Yaslandikca muhafazakarlastigim dogrudur. Bazi kuluplerin mayasinda vardir muhafazakarlik ve bu benim hosuma gider. Ornegin Milan son 40 senede kac kaptan degistirmis? En buyuk rakibi Inter kacinci kaptaninda? Burada iyiyle kotuyu ayristirmiyorum, sadece bakis acisi/gelenek ekseninde farkliliklari ortaya koyuyorum. Benim kafamda Milan'in yaptigi dogrudur. Bu ihtiyar heyeti olmalarini gerektirmez, yavas degistikleri icin hata yapmislardir ama ortaya koyduklari bir karakter vardir. Turk takimlari icerisinde istikrar (ki zaten basariyi getirmistir yaninda) Besiktas'ta vardi. Zamaninda 2. olunca hoca kovulmazdi vs.

Baski altinda oynamakla oyuncu mizacinin ne alakasi var cozemedim. Istedigin kadar baski yap Holosko cirkeflik yapmaz mesela. Veya baski olmadan da Ahmet Hassan'la Ali Tandogan kendilerini yere atar.

Besiktas sempatik gorunmuyor, bunun altini cizmek lazim. Kadro sempatik oyunculardan kurulu cogunlukla. Yoksa camiada itici cok fazla oge var.

Othello dedi ki...

@sampi:
Baski yok derken Besiktasli oyuncularin karakterini test edecek bir ortam olmadi demek istiyorum. Kilcal catlaklar baski olmadan buyuyup goze batmazlar.

sampi dedi ki...

@ Othellocan:

Senin karakter testi dedigin bilesenler ozguven, baski kaldirabilmek, gol yiyince atariz abi diyebilmek. Buyuk futbolcularda olan vasiflar.

Benim bahsettigim ve begendigim ozellikler sempatiklik, kendini yere atmamak, ondeyken zaman gecirmemek, kavga cikarmamak vs. Mesela Holosko buyuk futbolcu mertebesinde degil, ama sempatik bir futbolcu.

Balotelli stres yapmaz, buyuk takim topcusu. Ama nefret biri. Keza Ali Gunes'in derbilerde ayaklari titremez ama gicigin onde gideni. Farkli seylerden bahsediyoruz bence.

Bir de bir dahaki sefere iki saat yazacagima telefon edecem.

berkorias dedi ki...

Sana ve Othello’ya ayri ayri katiliyorum.
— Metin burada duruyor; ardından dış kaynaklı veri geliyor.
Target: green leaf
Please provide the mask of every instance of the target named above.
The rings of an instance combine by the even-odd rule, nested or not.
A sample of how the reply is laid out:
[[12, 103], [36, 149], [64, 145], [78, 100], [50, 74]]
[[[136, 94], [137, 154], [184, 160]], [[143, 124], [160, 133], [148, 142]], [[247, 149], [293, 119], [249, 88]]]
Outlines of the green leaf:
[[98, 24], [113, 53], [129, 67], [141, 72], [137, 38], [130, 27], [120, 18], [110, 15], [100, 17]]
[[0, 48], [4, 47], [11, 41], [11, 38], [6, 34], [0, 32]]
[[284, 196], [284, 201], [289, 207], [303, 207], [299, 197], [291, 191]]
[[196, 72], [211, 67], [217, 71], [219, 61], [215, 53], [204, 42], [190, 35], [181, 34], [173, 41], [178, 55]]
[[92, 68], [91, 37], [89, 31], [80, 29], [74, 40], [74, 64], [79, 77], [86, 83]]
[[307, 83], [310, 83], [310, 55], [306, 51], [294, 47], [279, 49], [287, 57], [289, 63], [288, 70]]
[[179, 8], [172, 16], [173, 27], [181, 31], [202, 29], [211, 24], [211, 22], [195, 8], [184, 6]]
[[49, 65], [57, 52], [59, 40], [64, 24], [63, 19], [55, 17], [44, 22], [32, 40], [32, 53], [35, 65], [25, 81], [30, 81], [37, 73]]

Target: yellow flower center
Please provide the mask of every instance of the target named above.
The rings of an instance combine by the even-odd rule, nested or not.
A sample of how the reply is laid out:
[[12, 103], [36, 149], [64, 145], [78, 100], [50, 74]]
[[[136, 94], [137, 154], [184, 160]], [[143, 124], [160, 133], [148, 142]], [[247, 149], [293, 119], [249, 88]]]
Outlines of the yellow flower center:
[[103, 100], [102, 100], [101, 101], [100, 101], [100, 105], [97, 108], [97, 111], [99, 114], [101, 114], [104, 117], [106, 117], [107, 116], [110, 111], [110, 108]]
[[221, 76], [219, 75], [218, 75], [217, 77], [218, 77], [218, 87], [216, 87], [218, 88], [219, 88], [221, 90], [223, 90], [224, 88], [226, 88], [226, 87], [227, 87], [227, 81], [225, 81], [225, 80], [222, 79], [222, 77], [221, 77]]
Besiktas’in sampiyonlukta cok iddialli bir konuma geldikten sonra cok onemli bir macta su an sempatik gelen futbolcular ilginclikler yapmaya kalkarlarsa hic sasirmayalim. Mental gucu yuksek (icra ettigi sportif meslegin ana gerceklerini bilen) Ibrahim Uzulmez bile odullendirmelerin cok ilginc yapildigi medyanin (Gurcan Bilgic, Omer Urundul...), centilmelik nedir bilmeyen cirkef baskaninin (tup gazi), iki buyuk gercegine inandirilmis bazi garip taraftarlarin gazi ile bazi seyler yapabilir. Ortam boyle olunca bazi garantiler verilmeyebilir, sempatiklik kayiplari yasanabilir.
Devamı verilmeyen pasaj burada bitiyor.